Surprise friends and neighbors with a May basket! A lovely (and secret) gift your family can make together.

In this article I will show you how to make a May Day basket filled with flowers to celebrate spring and then go a-Maying in your community to bring joy to someone's day.

Why go a-Maying?

May Day is a holiday celebrated around the world on May 1. It's especially fun for kids, since it involves making special baskets of flowers and mysteriously delivering them to friends and neighbors.

Going a-Maying is a fantastic way to get your kids face-to-face with all the budding, blossoming, good-smelling beauty of spring.

You've heard the saying, "stop and smell the roses." This activity has you literally stop and smell the flowers, gather them, put them in a special basket and secretly deliver them. What's "springier" than that?

May Day is an opportunity for you and your kids to reach out to your community. Though this holiday is not as widely celebrated in America as it once was, there's a good chance the older people near you know all about going a-Maying. Through this activity, younger people will learn about it too.

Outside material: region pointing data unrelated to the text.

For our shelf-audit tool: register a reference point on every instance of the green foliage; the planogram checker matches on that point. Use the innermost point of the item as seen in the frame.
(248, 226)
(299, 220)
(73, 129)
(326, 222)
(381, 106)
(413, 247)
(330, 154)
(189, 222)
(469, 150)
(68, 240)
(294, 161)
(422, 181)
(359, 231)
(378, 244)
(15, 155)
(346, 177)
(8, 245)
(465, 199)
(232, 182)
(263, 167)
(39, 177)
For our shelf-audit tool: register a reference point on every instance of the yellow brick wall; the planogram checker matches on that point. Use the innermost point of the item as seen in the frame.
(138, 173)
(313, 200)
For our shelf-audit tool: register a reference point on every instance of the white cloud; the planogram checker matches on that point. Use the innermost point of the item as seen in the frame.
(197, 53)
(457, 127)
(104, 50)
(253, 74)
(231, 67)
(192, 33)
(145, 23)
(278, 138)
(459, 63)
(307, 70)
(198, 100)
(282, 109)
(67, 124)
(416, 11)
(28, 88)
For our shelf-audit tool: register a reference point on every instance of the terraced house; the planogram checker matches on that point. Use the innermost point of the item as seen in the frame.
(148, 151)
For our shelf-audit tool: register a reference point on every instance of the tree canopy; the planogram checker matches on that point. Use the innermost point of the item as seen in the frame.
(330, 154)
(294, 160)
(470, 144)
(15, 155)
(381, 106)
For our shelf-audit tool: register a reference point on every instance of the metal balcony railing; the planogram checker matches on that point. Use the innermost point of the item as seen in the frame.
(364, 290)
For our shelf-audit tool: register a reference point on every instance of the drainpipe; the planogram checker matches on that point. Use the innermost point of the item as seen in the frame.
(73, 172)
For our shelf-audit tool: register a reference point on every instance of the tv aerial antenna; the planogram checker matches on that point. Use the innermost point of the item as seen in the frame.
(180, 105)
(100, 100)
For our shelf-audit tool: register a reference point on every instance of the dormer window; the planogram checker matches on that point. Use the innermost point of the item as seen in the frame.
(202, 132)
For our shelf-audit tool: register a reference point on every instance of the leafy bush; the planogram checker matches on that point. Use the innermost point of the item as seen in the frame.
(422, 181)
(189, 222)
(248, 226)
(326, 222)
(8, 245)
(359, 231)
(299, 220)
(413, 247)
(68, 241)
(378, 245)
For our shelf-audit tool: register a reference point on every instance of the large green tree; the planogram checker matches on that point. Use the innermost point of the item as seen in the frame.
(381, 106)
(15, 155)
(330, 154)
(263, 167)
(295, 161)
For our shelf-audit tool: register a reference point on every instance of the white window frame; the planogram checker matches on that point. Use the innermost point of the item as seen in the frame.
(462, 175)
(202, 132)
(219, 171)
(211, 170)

The most important part: a May basket from your kids will surely make someone's day! And practicing and sharing this spring ritual can help ensure this beautiful tradition continues into the future.

What is May Day?

May Day is part of America's European heritage. It stems back to Rome and their annual Festival of Flora. This celebration of the summer solstice--and the new growing season--was a time of joy and hope after a long winter.

The way people celebrate has evolved over time to include Maypole dancing, electing a May Queen and King for your town and going a-Maying

File:Kate Greenaway - May day.jpg
"There's not a budding boy or girl this day,
But is got up, and gone to bring in May."

From a poem by 17th-century English poet,
Robert Herrick.

Historically, when people would go a-Maying, they'd head out to the woods and fields to pick flowers, herbs, greens, sprigs and twigs, and collect them into baskets. Then they'd decorate their houses and the houses of their friends and neighbors with their literal "gathering of spring."

This is where the tradition of making May baskets and leaving them on others' doorsteps started. 

When I was a girl growing up on a farm, my sisters and I loved this fun spring tradition. On May 1, our mother always helped us make paper baskets called tussie-mussies or nosegays. Then we went for a walk to pick flowers and other pretty vegetation that grew along our riverbank.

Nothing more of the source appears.